Sur sa carrière, Jean-François Parot est plutôt avare de confidences. On n'apprendra rien de nouveau sur le
Zaïre de Mobutu, le Vietnam communiste ou la Tunisie de Ben Ali : l'ambassadeur reste dans son rôle, et pèse soigneusement ses mots. Son premier supérieur hiérarchique, à Kinshasa, lui avait confié que, dans ce métier, "le plus important est de reconnaître les masques". Recommandation utile pour un diplomate et qui pourrait aussi bien s'appliquer à sa créature, commissaire de police opérant dans les méandres du Paris des Lumières.

Son personnage, Nicolas Le Floch, est né à la fin des années 1990, à Sofia. Commissaire au Châtelet, il est aussi marquis de Ranreuil, familier des cours de Louis XV et Louis XVI et de leurs intrigues. Policier caméléon, réprouvant la torture mais comptant le bourreau Sanson parmi ses amis, il est à la fois acteur et observateur, confident des rois et familier des tire-laine.

Cette liberté de mouvement est sans doute pour beaucoup dans le succès de ses aventures. Invraisemblable, direz-vous ? "Pas du tout. L'époque est riche de destins comme celui de Nicolas. J'ai beaucoup consulté les archives du
Quai d'Orsay. J'y ai trouvé des histoires que je n'oserai jamais écrire : elles sont beaucoup trop invraisemblables..."

La méthode Parot est là, dans le mélange entre roman d'aventures et érudition historique. Intarissable sur la géographie du Paris des Lumières, Jean-François Parot est également expert dans un autre domaine, au moins aussi important à ses yeux : la cuisine de l'époque, à laquelle il consacre de longues descriptions. Et sur laquelle son érudition n'est pas que théorique.

C'est un acquis depuis Talleyrand : la gastronomie est une composante majeure de l'influence diplomatique nationale. Depuis sa modeste ambassade (moins de dix personnes en tout), Jean-François Parot s'efforce de tenir son rang. Soufflés, turbot, vins fins... On murmure que sa table est la meilleure d'Afrique de l'Ouest ? Il laisse dire. Et s'amuse à raconter que, dans quelques jours, le personnel de la résidence va être réquisitionné pour blanchir des tripes.

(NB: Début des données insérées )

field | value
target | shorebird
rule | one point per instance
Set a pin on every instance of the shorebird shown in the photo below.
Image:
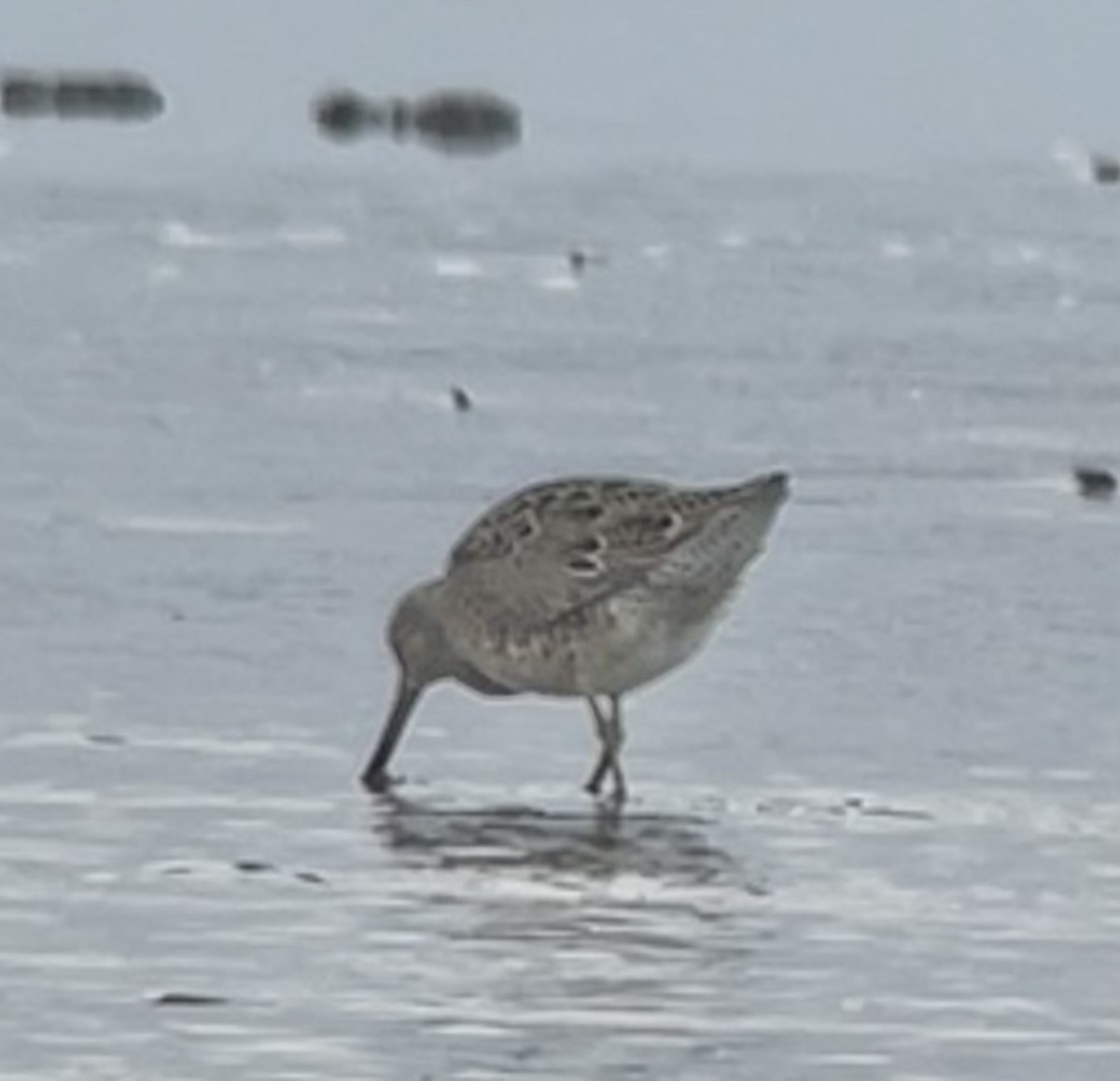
(578, 588)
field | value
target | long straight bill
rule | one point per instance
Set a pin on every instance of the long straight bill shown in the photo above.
(374, 777)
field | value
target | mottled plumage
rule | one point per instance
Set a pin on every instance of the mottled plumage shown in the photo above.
(583, 587)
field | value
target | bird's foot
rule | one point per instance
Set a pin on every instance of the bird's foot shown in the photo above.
(379, 783)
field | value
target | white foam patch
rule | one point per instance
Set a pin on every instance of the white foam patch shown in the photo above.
(182, 235)
(896, 249)
(733, 239)
(205, 526)
(457, 267)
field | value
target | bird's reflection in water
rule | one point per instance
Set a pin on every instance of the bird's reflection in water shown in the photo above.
(602, 843)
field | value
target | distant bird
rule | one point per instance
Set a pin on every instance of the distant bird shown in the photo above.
(1095, 483)
(1106, 168)
(578, 588)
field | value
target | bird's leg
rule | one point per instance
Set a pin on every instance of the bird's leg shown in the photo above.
(617, 735)
(609, 731)
(603, 732)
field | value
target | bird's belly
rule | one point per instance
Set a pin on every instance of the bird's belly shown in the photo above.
(621, 647)
(637, 653)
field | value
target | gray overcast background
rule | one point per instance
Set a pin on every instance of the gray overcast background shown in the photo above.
(776, 83)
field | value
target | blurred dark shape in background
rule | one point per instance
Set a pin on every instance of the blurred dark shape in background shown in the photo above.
(87, 95)
(1095, 483)
(1106, 168)
(453, 121)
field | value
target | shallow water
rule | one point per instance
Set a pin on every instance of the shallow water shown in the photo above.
(875, 829)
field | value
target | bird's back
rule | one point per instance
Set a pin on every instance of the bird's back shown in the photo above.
(570, 585)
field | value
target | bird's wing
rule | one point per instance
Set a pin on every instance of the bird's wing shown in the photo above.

Comme l'ambassade est petite, et surtout parce que ça lui plaît, Jean-François Parot fait lui-même ses courses. "La cuisine d'un diplomate, c'est un peu comme la cuisine du marché. On fait avec ce qu'on trouve. Mais je m'organise. Il n'y a pas de raison de renoncer à ça", confie-t-il en passant d'une échoppe à l'autre, dans les rues paisibles et délabrées du coeur de Bissau, capitale oubliée d'un Etat qui existe à peine. Un pays - gangrené par le trafic de drogue - dont la principale ressource naturelle est la noix de cajou, et qui n'a même pas les moyens d'entretenir une prison...

Maisons coloniales vermoulues, routes défoncées, l'ambassadeur montre en chemin la façade ocre du palais présidentiel, ravagé à la fin des années 1990 et inhabité depuis. Plus loin, la voiture ralentit devant une maison blanche sans charme, à la façade trouée d'impacts de balles : c'est là que vivait le président
Joao Bernardo Vieira, assassiné le 2 mars.

Le deuxième tour de l'élection présidentielle, qui doit lui désigner un successeur, se tiendra le 26 juillet et, d'ici là, dans un calme irréel, l'ambassadeur attend. Sa principale préoccupation est le discours qu'il devra prononcer le 14 juillet : la fête de l'ambassade de France est le plus important rendez-vous mondain de l'année et ses paroles seront particulièrement écoutées.

Pendant ce temps, il poursuit, sur de petits carnets, la rédaction de son prochain roman. Ces deux réalités, l'écriture et la vie d'ambassadeur, se mélangent-elles parfois ? "Je ne cache pas de clés dans mes romans, je m'y refuse. Mais ce que je vis m'influence forcément un peu. Par exemple, depuis que je vis ici, il fait plus chaud dans mes romans."
"J'ai l'impression de vivre avec mon personnage, d'être à côté de lui", poursuit-il. En équilibre, un pied dans un pays en ruine et l'autre à deux siècles et à 5 600 km de là. Rêvant à Versailles et aux jardins à la française.